Over 600 works by Greek, Latin and occasionally Syriac authors have been published. Other oriental Christian (e.g. Armenian) writers have been published only in translation. An early decision was made not to exclude subsequently condemned authors (such as Origen of Alexandria). Clement of Alexandria, the Cappadocians (Basil of Caesarea and Gregory of Nazianzus) John Chrysostom, Theodoret especially are strongly represented. Most Latin writers from Tertullian onwards are found, but a distinctive section is also devoted to later Western spiritual writers such as Bernard of Clairvaux. Augustine, given the dominant role of Etudes Augustiniennes, only appears twice (SC 75 & 116), thereby permitting a multiplicity of other patristic voices to be heard.

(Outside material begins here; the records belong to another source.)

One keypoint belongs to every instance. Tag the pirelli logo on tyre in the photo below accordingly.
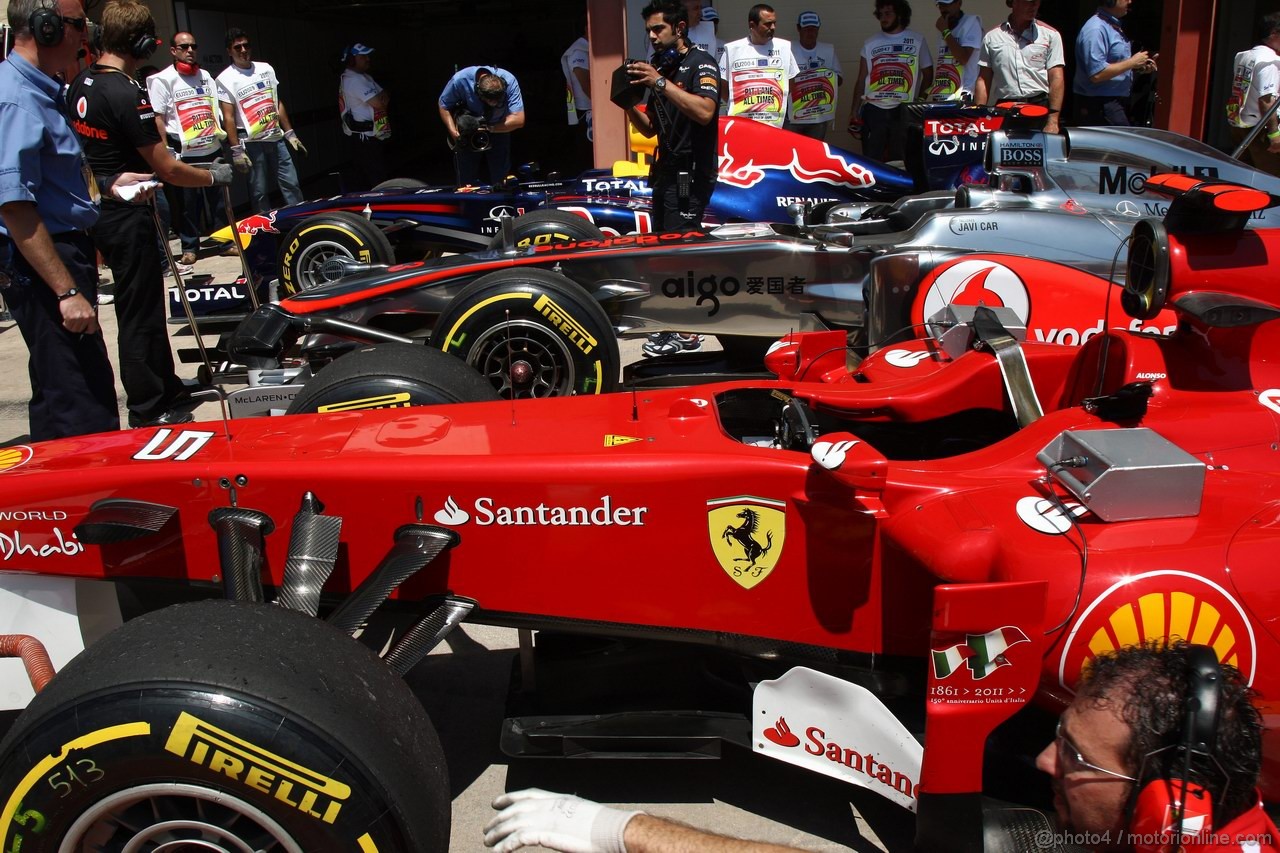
(566, 324)
(222, 752)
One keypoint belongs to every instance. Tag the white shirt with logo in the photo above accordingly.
(816, 87)
(1257, 74)
(951, 77)
(355, 91)
(894, 67)
(188, 104)
(759, 78)
(254, 92)
(579, 55)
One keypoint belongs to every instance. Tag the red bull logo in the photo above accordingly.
(749, 149)
(256, 223)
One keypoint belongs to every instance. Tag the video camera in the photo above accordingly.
(472, 132)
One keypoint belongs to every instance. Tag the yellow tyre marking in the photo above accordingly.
(475, 308)
(49, 762)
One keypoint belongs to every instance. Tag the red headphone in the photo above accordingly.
(1178, 802)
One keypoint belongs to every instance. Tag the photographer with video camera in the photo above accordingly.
(480, 106)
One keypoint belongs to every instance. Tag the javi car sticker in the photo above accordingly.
(839, 729)
(1046, 516)
(976, 282)
(1160, 605)
(16, 456)
(746, 536)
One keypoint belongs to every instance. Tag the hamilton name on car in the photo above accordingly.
(603, 514)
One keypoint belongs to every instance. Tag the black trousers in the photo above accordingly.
(72, 383)
(370, 158)
(672, 213)
(126, 235)
(1102, 112)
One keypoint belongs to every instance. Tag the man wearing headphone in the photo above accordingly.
(1144, 720)
(118, 132)
(1105, 65)
(46, 258)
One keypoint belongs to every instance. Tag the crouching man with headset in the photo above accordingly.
(1151, 728)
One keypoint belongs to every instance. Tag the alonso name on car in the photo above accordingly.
(167, 445)
(1046, 516)
(305, 789)
(1120, 179)
(12, 544)
(487, 511)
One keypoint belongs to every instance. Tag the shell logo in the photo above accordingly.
(976, 282)
(1160, 605)
(16, 456)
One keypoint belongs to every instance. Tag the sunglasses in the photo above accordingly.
(1072, 761)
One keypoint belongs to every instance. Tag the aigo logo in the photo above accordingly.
(976, 282)
(1160, 605)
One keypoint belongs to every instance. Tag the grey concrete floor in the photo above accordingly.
(464, 688)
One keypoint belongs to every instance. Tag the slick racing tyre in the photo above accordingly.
(327, 236)
(401, 183)
(224, 726)
(531, 333)
(391, 375)
(549, 227)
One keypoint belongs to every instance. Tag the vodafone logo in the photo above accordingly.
(1045, 516)
(977, 282)
(905, 359)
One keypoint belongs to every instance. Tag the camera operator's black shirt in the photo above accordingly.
(113, 118)
(684, 145)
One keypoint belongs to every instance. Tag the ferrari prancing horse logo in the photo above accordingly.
(746, 536)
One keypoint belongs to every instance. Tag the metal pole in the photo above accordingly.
(240, 249)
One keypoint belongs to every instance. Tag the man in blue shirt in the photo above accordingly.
(489, 97)
(1105, 65)
(46, 258)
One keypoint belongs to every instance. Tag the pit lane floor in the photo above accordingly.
(464, 684)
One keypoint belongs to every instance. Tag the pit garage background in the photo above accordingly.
(420, 42)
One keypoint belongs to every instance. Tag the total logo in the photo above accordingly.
(977, 282)
(487, 511)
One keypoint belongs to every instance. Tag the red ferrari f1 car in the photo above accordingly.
(863, 576)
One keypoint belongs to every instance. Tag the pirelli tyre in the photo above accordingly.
(531, 333)
(324, 237)
(391, 375)
(548, 227)
(224, 726)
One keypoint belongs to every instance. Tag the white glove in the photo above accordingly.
(534, 817)
(241, 159)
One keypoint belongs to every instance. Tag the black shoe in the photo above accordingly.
(170, 418)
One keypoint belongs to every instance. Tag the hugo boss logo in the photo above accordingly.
(708, 288)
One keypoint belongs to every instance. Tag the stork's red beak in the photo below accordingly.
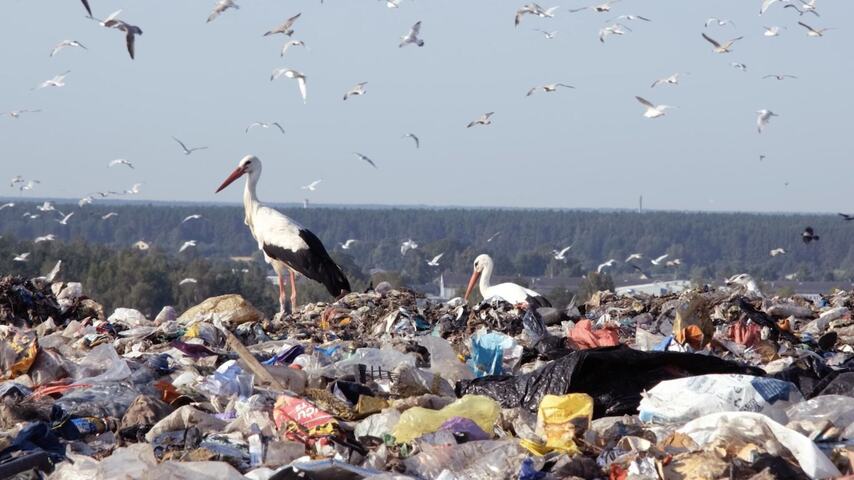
(472, 282)
(237, 173)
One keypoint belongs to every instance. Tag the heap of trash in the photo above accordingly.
(706, 384)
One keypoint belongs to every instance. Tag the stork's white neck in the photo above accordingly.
(485, 279)
(250, 198)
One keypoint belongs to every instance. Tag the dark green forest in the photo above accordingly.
(710, 246)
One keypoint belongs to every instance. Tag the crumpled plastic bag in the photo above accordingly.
(184, 418)
(561, 418)
(584, 336)
(732, 431)
(417, 421)
(102, 365)
(684, 399)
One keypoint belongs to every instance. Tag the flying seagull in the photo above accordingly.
(560, 255)
(57, 81)
(643, 275)
(533, 9)
(435, 261)
(547, 34)
(285, 28)
(814, 32)
(780, 76)
(131, 31)
(671, 80)
(186, 149)
(221, 6)
(311, 186)
(87, 7)
(764, 116)
(809, 235)
(412, 36)
(413, 137)
(16, 114)
(407, 246)
(265, 125)
(358, 89)
(483, 120)
(652, 111)
(46, 238)
(64, 220)
(657, 261)
(65, 44)
(719, 22)
(806, 8)
(186, 245)
(773, 31)
(365, 159)
(548, 88)
(292, 43)
(767, 4)
(725, 47)
(601, 8)
(121, 161)
(602, 266)
(630, 18)
(615, 29)
(291, 73)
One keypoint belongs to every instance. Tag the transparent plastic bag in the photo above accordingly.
(417, 421)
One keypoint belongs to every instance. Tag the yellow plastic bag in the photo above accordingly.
(417, 421)
(559, 419)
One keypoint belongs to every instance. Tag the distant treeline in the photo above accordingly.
(709, 245)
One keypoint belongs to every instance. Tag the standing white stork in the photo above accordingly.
(287, 245)
(510, 292)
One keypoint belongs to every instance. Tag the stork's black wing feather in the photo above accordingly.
(315, 263)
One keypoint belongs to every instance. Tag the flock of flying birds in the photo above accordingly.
(614, 27)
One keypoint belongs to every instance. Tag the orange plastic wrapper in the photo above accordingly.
(585, 337)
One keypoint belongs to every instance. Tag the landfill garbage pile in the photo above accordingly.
(709, 383)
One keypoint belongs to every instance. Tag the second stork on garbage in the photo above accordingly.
(287, 245)
(510, 292)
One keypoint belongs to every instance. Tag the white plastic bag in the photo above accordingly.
(684, 399)
(731, 428)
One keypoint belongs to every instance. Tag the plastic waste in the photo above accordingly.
(614, 377)
(101, 365)
(480, 460)
(561, 418)
(493, 353)
(733, 431)
(681, 400)
(418, 421)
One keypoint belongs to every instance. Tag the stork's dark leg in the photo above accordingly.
(293, 291)
(281, 293)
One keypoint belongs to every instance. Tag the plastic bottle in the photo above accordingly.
(256, 446)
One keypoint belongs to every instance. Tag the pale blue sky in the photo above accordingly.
(583, 148)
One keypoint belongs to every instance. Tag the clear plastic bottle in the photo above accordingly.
(256, 446)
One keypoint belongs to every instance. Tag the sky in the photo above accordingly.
(587, 147)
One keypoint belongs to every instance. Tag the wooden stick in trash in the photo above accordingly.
(250, 360)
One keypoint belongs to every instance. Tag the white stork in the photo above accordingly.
(510, 292)
(287, 245)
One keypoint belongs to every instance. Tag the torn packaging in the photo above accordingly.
(614, 376)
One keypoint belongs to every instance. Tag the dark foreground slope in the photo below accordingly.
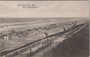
(75, 46)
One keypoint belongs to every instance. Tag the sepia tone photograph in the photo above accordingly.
(44, 28)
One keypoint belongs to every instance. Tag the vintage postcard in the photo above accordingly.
(44, 28)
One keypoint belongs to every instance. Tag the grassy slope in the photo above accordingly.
(76, 46)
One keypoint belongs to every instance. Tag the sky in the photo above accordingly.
(10, 9)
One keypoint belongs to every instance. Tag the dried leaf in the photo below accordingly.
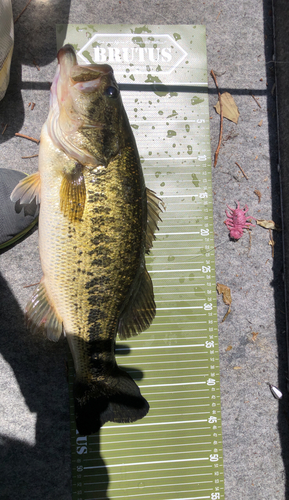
(271, 242)
(230, 109)
(225, 290)
(258, 193)
(254, 336)
(268, 224)
(227, 299)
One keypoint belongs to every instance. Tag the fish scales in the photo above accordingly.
(96, 221)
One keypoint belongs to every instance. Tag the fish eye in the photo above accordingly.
(111, 92)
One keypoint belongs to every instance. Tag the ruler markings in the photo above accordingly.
(178, 384)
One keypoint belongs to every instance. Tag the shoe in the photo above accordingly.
(15, 219)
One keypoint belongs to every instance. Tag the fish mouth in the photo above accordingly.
(84, 78)
(73, 83)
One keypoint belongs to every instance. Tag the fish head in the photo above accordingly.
(86, 102)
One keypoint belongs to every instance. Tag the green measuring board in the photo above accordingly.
(175, 452)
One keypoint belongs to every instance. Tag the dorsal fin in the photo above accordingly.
(27, 189)
(154, 207)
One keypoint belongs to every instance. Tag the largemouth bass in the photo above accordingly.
(97, 219)
(6, 44)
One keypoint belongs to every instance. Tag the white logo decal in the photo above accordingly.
(143, 53)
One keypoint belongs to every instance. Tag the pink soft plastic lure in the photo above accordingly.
(237, 221)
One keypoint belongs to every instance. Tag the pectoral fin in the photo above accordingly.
(154, 207)
(73, 194)
(140, 311)
(27, 189)
(41, 315)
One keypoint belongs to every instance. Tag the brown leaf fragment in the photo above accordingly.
(221, 119)
(268, 224)
(271, 242)
(226, 292)
(4, 129)
(227, 299)
(258, 193)
(230, 109)
(246, 177)
(254, 336)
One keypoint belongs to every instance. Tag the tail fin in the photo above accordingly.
(117, 399)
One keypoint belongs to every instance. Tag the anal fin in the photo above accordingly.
(41, 315)
(140, 310)
(73, 193)
(27, 189)
(154, 207)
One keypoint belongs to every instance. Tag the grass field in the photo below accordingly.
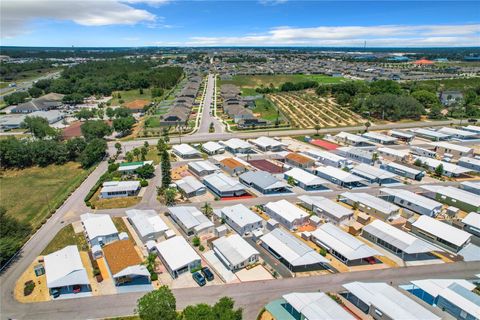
(31, 194)
(66, 237)
(249, 81)
(131, 95)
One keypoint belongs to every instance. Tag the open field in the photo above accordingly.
(66, 237)
(306, 110)
(32, 193)
(250, 81)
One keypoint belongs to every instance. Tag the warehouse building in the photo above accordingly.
(343, 246)
(412, 201)
(397, 241)
(372, 205)
(292, 252)
(441, 233)
(327, 209)
(286, 213)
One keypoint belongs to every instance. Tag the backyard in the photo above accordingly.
(306, 110)
(32, 193)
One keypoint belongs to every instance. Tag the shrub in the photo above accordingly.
(28, 288)
(196, 241)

A parallel collection devoted to the works of Philo of Alexandria has also been developed.

The bilingual edition policy launched by Sources Chrétiennes
has been followed by the German language series Fontes Christiani, published initially by Herder of Freiburg, Germany but now by Brepols of Turnhout, Belgium.

Many of the texts published bilingually by 'Sources Chrétiennes' have appeared recently in Italian translation.

Sources Chrétiennes is also in charge of the BIBLINDEX project , Index of Biblical Quotations and Allusions in Early Christian Literature.

A complete listing of the entire series' publications is provided online periodically.